Dusansky, Richard, Koc, Cagatay, Economic Inquiry


I. INTRODUCTION

It is well known that consumers anticipate some aspects of their medical care consumption--examples include obstetrical services, dental procedures, vision care, outpatient mental health services, and minor elective surgery--so that medical care demand anticipation influences the choice of health insurance coverage. In turn, the characteristics of the chosen plan set the degree of cost sharing and therefore the net price that the consumer faces, which is given by the percentage of cost sharing times the gross price of medical care. This net price influences the consumer's actual demand for the broad range of medical services. (1) In this way, insurance choice is influenced by particular anticipated utilization, and actual general utilization is influenced by the selected insurance plan; health insurance choice and medical service demand are interdependent.

Although this interdependence has been noted in the literature, few researchers have attempted to model it, (2) and none have explicated its implications for consumer demand behavior and the ensuing econometric analysis of medical care demand. We do so in this article. Using an intertemporal model that highlights the role of expectations in the insurance choice-medical care demand interaction, under uncertainty, we show that the medical care demand response to a change in its gross price consists of two separate components, the standard neoclassical demand effect and an insurance contract choice effect. When the gross price of medical care changes, the net price to the consumer is altered, for a fixed degree of cost sharing. However, a change in the gross price can prompt a change in the intended choice of health plan, causing a change in the degree of cost sharing. For example, if the gross price of medical care rises, our consumer may choose to pay a higher premium for an insurance policy that is more generous, one that has a lower cost-sharing percentage. In this case, the net price, which first increased exogenously, would now decrease endogenously.

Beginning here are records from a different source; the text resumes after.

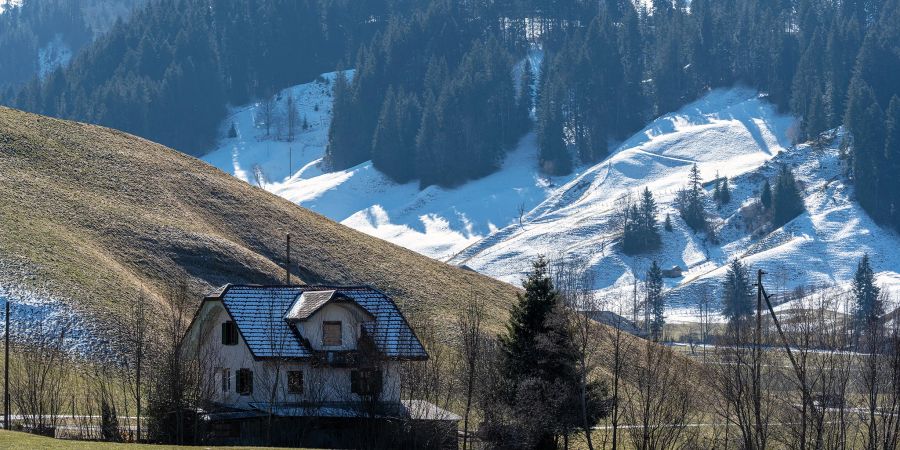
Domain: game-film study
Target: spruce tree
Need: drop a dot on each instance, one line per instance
(655, 301)
(786, 202)
(525, 101)
(523, 356)
(892, 157)
(553, 156)
(691, 202)
(539, 364)
(641, 232)
(868, 308)
(737, 293)
(724, 192)
(765, 197)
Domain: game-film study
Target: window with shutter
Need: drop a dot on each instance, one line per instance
(229, 333)
(226, 380)
(295, 382)
(244, 382)
(331, 333)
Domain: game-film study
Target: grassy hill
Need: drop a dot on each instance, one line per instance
(95, 215)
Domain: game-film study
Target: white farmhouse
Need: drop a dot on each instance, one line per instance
(323, 360)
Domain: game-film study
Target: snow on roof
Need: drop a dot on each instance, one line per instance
(261, 313)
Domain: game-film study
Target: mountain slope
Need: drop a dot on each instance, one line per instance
(438, 222)
(93, 215)
(731, 133)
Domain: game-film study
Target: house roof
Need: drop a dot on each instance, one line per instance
(311, 301)
(407, 409)
(260, 313)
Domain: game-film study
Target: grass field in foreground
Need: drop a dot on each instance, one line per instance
(14, 440)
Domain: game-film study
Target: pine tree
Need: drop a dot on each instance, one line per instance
(868, 308)
(538, 357)
(724, 192)
(553, 156)
(765, 197)
(737, 295)
(527, 321)
(691, 201)
(892, 158)
(655, 301)
(786, 202)
(649, 231)
(640, 231)
(525, 101)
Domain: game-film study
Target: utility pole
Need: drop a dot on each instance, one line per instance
(634, 308)
(287, 264)
(757, 356)
(6, 371)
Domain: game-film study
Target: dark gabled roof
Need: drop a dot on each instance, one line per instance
(311, 301)
(308, 303)
(259, 313)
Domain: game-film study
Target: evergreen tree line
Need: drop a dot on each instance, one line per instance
(609, 72)
(168, 73)
(640, 232)
(739, 296)
(873, 118)
(26, 29)
(432, 99)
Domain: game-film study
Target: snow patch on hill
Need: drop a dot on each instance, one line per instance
(437, 222)
(8, 4)
(53, 55)
(498, 224)
(38, 317)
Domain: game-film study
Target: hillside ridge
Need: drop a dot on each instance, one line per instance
(94, 216)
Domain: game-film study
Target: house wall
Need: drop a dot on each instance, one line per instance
(350, 316)
(320, 384)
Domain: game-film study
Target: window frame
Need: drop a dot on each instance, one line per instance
(243, 379)
(340, 333)
(292, 386)
(225, 373)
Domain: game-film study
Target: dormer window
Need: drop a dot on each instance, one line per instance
(331, 334)
(229, 333)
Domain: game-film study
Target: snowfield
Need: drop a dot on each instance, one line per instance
(39, 317)
(498, 224)
(8, 4)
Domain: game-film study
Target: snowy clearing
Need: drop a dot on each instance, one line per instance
(729, 132)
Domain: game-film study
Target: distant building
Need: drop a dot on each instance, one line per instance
(321, 362)
(674, 272)
(617, 321)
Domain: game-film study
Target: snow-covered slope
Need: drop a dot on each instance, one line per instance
(498, 224)
(435, 221)
(731, 133)
(7, 4)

The health insurance contract choice effect can play an important role in determining the consumer's observable demand response to a change in the gross price of medical care. The "standard" medical care demand curve could be less responsive because of it and econometric studies of the price elasticity of medical care that ignore it, which is typically the case in the literature, would produce estimates that are erroneous. Furthermore, although somewhat remote, the contract choice effect opens the door to a "perverse" outcome: a medical care demand curve that is upward sloping. This could occur when the contract choice effect is very strong.

II. THE MODEL

We consider an individual consumer who faces a single period two-stage planning problem. In the first stage, the consumer makes an ex ante choice of insurance plan. At the time this choice is made, he knows his income for the period, all prices, including the gross price of medical care, and his current health status. However, he is uncertain about his future health status. In the second stage, during which health status uncertainty is resolved, the consumer makes ex post decisions about purchases of medical care and other goods. In the first stage, the consumer chooses from a variety of health insurance policies with varying characteristics. The simplest has a deductible of some amount (e.g., $250 per person, $750 per family), a percentage cost share (e.g., consumer pays 20%, the insurance provider 80%, of each episode) and a cap on total dollar outlay, beyond which the insurer pays 100% of remaining expenses. Other policies place more emphasis on co-payments (e.g., consumer pays $20 to a physician for an office visit, the insurance provider pays the balance of the negotiated cost) and some policies combine all of these elements: co-pays for office visits, 20-80% cost shares for hospital stays, different mixes of percentage cost shares depending on services that are out-of-network, in-network but not preferred provider, and so on.